Concept-driven Off Policy Evaluation
Ritam Majumdar, Jack Teversham, Sonali Parbhoo
TL;DR
This work broadens Off-Policy Evaluation by introducing concept-based estimators that leverage interpretable concepts from Concept Bottleneck Models to reduce variance in batch-data evaluation. It defines Concept-based IS estimators (CIS and CPDIS), proves unbiasedness under known concepts and variance reduction relative to traditional OPE, and extends to unknown concepts via an end-to-end learning framework (PC-OPE) that optimizes concise, diverse concepts and concept-to-policy mappings. The approach enables targeted interventions on concepts for deeper insights into evaluation behavior and robustness, demonstrated on WindyGridworld and MIMIC-III with substantial variance reductions and improved interpretability.

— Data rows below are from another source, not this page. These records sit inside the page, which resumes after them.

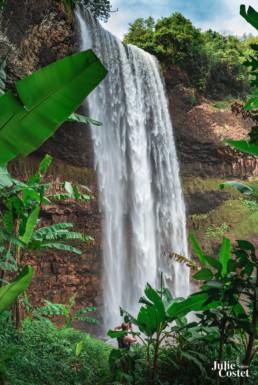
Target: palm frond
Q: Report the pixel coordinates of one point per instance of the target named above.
(53, 228)
(181, 259)
(86, 310)
(61, 246)
(88, 319)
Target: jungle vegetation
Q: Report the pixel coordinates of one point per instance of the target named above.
(174, 350)
(213, 61)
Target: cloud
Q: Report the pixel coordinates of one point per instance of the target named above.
(219, 15)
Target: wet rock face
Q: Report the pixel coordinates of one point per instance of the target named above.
(39, 32)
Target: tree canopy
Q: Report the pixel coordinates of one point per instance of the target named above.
(212, 60)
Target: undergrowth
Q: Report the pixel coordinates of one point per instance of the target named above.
(47, 356)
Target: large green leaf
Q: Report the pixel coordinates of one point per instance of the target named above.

Limitations include potential bias and trajectory distribution mismatch when learning concepts, motivating future work on confounding, partial observability, and broader domains.
Abstract
Evaluating off-policy decisions using batch data poses significant challenges due to limited sample sizes leading to high variance. To improve Off-Policy Evaluation (OPE), we must identify and address the sources of this variance. Recent research on Concept Bottleneck Models (CBMs) shows that using human-explainable concepts can improve predictions and provide better understanding. We propose incorporating concepts into OPE to reduce variance. Our work introduces a family of concept-based OPE estimators, proving that they remain unbiased and reduce variance when concepts are known and predefined. Since real-world applications often lack predefined concepts, we further develop an end-to-end algorithm to learn interpretable, concise, and diverse parameterized concepts optimized for variance reduction. Our experiments with synthetic and real-world datasets show that both known and learned concept-based estimators significantly improve OPE performance. Crucially, we show that, unlike other OPE methods, concept-based estimators are easily interpretable and allow for targeted interventions on specific concepts, further enhancing the quality of these estimators.